95 Teses sobre Justificação pela Fé

95 Teses sobre Justificação pela Fé95 Teses sobre Justificação pela Fé by Morris Venden

My rating: 5 of 5 stars


A justificação pela fé foi um dos pilares da Reforma Protestante, deflagrada inadvertidamente por Martinho Lutero em 1517 (quem diria: já faz quase meio milênio!). Embora a Igreja Adventista do Sétimo Dia seja grata herdeira dessa doutrina central do cristianismo, sua ênfase na obediência aos Dez Mandamentos, incluindo a guarda do Sábado, deu-lhe a injusta fama de seita legalista e judaizante, algo menos que uma igreja cristã de verdade. Pra piorar, a moral prática do adventista médio sempre fora severa, rígida, no mais das vezes intolerante.

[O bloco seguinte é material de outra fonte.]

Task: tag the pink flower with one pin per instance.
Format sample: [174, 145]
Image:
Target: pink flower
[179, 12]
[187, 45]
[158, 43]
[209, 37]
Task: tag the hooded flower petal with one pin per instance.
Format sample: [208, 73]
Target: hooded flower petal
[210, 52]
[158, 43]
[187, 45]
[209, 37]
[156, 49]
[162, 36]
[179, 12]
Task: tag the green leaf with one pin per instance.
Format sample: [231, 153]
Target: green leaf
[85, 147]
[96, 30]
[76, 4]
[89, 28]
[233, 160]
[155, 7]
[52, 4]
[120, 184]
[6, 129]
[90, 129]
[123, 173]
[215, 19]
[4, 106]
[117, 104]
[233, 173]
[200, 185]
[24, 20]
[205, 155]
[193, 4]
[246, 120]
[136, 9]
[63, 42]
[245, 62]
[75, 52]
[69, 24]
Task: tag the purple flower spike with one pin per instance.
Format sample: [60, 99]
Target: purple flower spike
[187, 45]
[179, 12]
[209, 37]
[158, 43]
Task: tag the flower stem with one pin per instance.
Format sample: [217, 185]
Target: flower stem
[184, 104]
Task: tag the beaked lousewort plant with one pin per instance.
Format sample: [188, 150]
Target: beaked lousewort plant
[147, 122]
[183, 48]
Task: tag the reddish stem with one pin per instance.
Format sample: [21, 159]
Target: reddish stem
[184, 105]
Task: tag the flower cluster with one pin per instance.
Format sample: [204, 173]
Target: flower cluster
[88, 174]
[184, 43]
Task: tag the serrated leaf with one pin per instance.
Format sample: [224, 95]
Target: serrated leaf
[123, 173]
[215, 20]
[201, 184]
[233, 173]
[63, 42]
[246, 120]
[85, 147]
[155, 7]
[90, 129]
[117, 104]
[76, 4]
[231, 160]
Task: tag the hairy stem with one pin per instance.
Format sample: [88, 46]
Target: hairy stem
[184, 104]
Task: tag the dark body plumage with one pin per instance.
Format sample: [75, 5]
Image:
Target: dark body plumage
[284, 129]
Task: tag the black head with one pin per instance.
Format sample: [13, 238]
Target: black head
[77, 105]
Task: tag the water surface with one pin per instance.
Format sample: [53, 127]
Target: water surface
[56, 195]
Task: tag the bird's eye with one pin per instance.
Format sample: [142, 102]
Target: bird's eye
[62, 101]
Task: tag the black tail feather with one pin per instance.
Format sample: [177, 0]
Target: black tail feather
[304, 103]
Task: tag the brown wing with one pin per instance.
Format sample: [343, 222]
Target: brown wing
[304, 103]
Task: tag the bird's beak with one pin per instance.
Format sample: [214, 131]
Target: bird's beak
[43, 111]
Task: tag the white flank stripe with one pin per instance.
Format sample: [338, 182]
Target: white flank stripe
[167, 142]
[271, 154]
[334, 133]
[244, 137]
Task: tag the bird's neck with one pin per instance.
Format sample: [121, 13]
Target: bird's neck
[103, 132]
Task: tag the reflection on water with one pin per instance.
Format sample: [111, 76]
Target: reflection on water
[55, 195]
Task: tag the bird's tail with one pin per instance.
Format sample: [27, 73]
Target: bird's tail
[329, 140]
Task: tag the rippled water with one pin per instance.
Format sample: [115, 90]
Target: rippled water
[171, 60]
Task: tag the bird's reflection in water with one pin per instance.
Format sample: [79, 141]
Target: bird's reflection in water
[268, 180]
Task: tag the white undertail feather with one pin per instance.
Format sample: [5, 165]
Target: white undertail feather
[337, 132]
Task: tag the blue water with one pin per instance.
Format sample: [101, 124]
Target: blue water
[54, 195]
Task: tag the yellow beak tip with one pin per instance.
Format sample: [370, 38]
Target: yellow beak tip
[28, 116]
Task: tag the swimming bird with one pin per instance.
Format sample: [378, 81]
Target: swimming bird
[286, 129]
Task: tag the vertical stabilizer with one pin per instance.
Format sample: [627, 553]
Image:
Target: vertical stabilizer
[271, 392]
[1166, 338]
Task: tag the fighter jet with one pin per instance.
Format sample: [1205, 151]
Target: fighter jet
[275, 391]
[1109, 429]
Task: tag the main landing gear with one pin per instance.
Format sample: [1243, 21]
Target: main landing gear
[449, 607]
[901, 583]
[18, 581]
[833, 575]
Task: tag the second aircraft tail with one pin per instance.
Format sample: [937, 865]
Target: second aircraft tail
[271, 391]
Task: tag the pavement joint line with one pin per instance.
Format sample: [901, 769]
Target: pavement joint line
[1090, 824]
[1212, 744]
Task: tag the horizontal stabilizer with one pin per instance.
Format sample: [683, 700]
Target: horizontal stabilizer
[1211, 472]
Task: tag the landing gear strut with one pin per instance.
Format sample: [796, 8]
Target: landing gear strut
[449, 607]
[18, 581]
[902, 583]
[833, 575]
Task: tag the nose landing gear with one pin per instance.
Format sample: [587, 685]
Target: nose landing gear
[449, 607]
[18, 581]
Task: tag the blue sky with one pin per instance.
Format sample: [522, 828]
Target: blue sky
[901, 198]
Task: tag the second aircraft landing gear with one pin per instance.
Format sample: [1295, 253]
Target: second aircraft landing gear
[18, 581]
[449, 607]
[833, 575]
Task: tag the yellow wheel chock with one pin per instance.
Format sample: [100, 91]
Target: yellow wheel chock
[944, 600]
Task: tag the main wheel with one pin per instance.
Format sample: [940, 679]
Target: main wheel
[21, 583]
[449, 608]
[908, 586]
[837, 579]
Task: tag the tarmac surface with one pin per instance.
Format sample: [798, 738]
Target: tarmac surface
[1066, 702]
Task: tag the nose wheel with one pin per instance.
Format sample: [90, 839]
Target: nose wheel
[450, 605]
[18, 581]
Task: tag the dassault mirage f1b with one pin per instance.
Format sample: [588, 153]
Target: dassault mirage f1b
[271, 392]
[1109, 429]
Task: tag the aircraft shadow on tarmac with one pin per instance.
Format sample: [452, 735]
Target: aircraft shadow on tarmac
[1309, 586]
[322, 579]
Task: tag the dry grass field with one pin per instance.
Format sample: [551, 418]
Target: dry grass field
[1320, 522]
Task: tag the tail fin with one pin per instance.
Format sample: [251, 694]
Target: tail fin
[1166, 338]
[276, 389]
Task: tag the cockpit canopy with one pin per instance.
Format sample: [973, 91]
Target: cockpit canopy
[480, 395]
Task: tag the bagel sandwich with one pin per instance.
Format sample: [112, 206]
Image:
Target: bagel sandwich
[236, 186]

Nesse contexto, as 95 Teses, de Morris Venden, que, ao contrário das de Lutero, limitaram-se ao tema da justiça pela fé, ecoaram as do reformador ao produzir um abalo significativo numa igreja que precisava, se não de uma reforma, ao menos de uma revigorante sacudida para livrar-se do pó de moralismo que sufocava sua vocação eminentemente evangélica.

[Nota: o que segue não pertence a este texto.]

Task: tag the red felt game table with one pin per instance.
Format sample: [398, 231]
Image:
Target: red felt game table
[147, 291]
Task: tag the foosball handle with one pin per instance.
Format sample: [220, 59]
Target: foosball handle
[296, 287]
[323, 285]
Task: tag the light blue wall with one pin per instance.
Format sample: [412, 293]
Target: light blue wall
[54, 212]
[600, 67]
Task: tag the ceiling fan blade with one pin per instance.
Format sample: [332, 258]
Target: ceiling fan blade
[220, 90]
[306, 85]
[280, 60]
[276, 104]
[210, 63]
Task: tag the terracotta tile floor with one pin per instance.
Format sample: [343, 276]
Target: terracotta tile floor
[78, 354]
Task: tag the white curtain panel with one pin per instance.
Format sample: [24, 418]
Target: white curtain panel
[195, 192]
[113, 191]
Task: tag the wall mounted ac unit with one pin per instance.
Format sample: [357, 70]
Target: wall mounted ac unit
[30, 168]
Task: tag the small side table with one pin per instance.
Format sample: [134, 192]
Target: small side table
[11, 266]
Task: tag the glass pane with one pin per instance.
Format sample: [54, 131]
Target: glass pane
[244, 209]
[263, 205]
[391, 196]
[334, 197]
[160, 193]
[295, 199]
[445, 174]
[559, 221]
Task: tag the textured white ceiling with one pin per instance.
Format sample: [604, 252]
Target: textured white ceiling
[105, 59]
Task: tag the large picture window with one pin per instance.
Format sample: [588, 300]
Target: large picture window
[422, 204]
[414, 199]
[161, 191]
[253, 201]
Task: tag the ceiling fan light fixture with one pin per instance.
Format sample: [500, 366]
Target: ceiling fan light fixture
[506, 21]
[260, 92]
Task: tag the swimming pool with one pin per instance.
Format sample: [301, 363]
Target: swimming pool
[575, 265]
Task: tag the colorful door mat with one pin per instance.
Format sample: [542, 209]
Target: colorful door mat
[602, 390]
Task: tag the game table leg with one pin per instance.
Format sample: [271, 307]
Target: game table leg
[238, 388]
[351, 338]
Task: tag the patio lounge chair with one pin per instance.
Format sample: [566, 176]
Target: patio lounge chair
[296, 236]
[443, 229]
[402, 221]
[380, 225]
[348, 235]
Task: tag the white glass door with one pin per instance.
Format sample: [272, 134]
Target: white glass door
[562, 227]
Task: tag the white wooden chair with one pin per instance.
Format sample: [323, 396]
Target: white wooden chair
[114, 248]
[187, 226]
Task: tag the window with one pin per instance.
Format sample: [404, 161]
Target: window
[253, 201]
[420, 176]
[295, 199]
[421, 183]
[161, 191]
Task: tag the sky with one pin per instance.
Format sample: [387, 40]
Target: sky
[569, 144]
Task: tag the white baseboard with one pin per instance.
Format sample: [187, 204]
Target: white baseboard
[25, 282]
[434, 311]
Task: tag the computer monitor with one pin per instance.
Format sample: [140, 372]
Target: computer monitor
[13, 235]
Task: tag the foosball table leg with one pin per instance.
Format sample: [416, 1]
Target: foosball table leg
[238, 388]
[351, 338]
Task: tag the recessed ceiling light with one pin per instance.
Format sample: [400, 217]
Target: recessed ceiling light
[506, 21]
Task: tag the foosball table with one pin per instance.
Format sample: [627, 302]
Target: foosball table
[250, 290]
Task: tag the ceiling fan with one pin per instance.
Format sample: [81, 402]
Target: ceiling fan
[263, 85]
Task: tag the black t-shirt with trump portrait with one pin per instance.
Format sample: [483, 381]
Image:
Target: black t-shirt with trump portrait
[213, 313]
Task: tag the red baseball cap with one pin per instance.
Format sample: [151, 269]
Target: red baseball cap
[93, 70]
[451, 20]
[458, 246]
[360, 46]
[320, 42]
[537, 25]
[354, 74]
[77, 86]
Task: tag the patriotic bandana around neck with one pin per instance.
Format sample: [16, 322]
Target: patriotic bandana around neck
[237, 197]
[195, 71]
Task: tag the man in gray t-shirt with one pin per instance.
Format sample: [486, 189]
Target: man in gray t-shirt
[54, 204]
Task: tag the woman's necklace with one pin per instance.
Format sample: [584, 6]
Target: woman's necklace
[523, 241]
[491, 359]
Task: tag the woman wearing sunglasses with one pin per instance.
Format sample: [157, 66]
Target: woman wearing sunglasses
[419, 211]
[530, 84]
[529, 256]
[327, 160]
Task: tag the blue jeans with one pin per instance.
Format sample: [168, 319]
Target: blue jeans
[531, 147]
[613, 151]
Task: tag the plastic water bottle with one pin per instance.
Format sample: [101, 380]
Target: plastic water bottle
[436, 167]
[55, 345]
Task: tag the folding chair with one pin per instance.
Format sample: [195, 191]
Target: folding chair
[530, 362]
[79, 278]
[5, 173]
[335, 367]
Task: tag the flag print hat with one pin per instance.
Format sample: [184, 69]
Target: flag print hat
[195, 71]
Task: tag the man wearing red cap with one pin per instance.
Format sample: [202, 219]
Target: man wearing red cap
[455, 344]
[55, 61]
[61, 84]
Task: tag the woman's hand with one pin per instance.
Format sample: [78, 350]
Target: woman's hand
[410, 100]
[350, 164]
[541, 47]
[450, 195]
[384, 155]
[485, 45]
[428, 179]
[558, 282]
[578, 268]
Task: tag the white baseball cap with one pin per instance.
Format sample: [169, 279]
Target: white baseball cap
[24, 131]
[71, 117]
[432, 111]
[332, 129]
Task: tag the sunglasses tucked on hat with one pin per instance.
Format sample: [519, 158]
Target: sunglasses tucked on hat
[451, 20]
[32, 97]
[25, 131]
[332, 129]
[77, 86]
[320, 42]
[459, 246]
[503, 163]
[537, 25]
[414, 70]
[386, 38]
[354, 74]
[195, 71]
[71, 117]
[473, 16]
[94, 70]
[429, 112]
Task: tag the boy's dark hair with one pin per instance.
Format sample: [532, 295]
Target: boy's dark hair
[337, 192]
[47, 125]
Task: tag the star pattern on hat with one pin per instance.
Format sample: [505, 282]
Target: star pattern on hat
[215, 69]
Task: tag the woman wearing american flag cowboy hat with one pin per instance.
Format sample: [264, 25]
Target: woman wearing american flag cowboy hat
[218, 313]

Tornou-se polêmico, embora dissesse apenas o óbvio. E apresentou a muita gente nova, ao tempo que lembrava a velhos um tanto recalcitrantes, que uma vida cristã não se define pela irrepreensibilidade moral, mas pela intensa e confiante ("fé = confiança") comunhão do cristão com aquele que lhe empresta o nome: Jesus Cristo.